Iuran BPJS Kesehatan Naik Lagi

Akali Putusan MA, KPCDI Gugat Lagi Presiden Jokowi

Jakarta, Akuratnews.com - Pernah menggugat dan dikabulkan Mahkamah Agung (MA), Komunitas Pasien Cuci Darah Indonesia (KPCDI) kembali bersiap menggugat kebijakan Presiden Jokowi yang menaikan lagi iuran Badan Penyelenggara Jaminan Sosial (BPJS) Kesehatan.

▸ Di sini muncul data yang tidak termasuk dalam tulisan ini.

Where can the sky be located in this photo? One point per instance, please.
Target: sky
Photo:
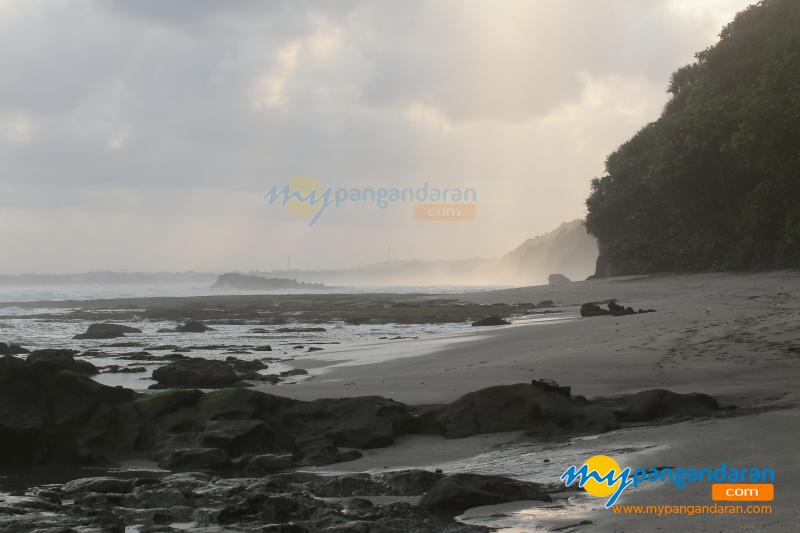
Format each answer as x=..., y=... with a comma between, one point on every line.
x=143, y=135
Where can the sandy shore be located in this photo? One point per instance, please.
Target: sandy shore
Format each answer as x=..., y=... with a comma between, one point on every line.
x=735, y=337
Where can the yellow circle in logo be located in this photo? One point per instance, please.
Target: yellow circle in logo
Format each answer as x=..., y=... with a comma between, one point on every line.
x=602, y=464
x=304, y=185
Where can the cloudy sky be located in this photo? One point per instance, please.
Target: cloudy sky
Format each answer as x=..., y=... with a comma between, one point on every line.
x=143, y=134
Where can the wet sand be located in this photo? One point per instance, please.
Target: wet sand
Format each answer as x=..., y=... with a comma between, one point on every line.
x=735, y=337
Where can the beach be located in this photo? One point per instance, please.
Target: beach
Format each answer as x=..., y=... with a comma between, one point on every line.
x=733, y=337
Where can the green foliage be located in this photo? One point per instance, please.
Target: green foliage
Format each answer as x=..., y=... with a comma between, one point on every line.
x=715, y=182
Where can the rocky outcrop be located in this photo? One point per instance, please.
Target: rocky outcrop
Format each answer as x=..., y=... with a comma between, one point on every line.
x=192, y=326
x=50, y=361
x=657, y=404
x=196, y=372
x=288, y=503
x=491, y=321
x=558, y=280
x=458, y=492
x=11, y=349
x=106, y=331
x=613, y=309
x=541, y=409
x=50, y=413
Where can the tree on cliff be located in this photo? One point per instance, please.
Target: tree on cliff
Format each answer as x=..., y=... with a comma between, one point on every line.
x=714, y=183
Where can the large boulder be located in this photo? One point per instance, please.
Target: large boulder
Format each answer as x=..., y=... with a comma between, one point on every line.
x=196, y=459
x=540, y=408
x=106, y=331
x=457, y=492
x=49, y=414
x=196, y=373
x=655, y=404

“Saat ini KPCDI sedang berdiskusi dengan Tim Pengacara dan menyusun materi gugatan,” ujar Ketua Umum KPCDI, Tony Samosir di Jakarta, Rabu (13/5).

Seperti diketahui, Presiden Jokowi kembali menerbitkan Peraturan Presiden (Perpres) nomor 64 tahun 2020 tentang Perubahan Kedua Atas Perpres Nomor 82 Tahun 2018 tentang Jaminan Kesehatan. Dalam aturan ini, pemerintah memutuskan menaikkan iuran peserta BPJS Kesehatan untuk kelas I dan II, sementara iuran kelas III akan naik pada 2021.

Padahal beberapa waktu lalu, MA telah menganulir kenaikan iuran BPJS Kesehatan. Penggugat saat itu tak lain adalah KPCDI.

Karena hal ini, KPCDI kembali menyayangkan sikap pemerintah yang telah menerbitkan peraturan tersebut di tengah pandemi Covid-19. Walau ada perubahan jumlah angka kenaikan, tapi masih dirasa memberatkan masyarakat.

"Apalagi di tengah kondisi ekonomi yang tidak menentu saat ini,” tandas Tony.

Ia pun menilai hal itu sebagai cara pemerintah mengakali putusan MA. Padahal seharusnya, pemerintah tidak menaikkan iuran BPJS Kesehatan pada segmen kelas III, untuk mengurangi beban ekonomi masyarakat.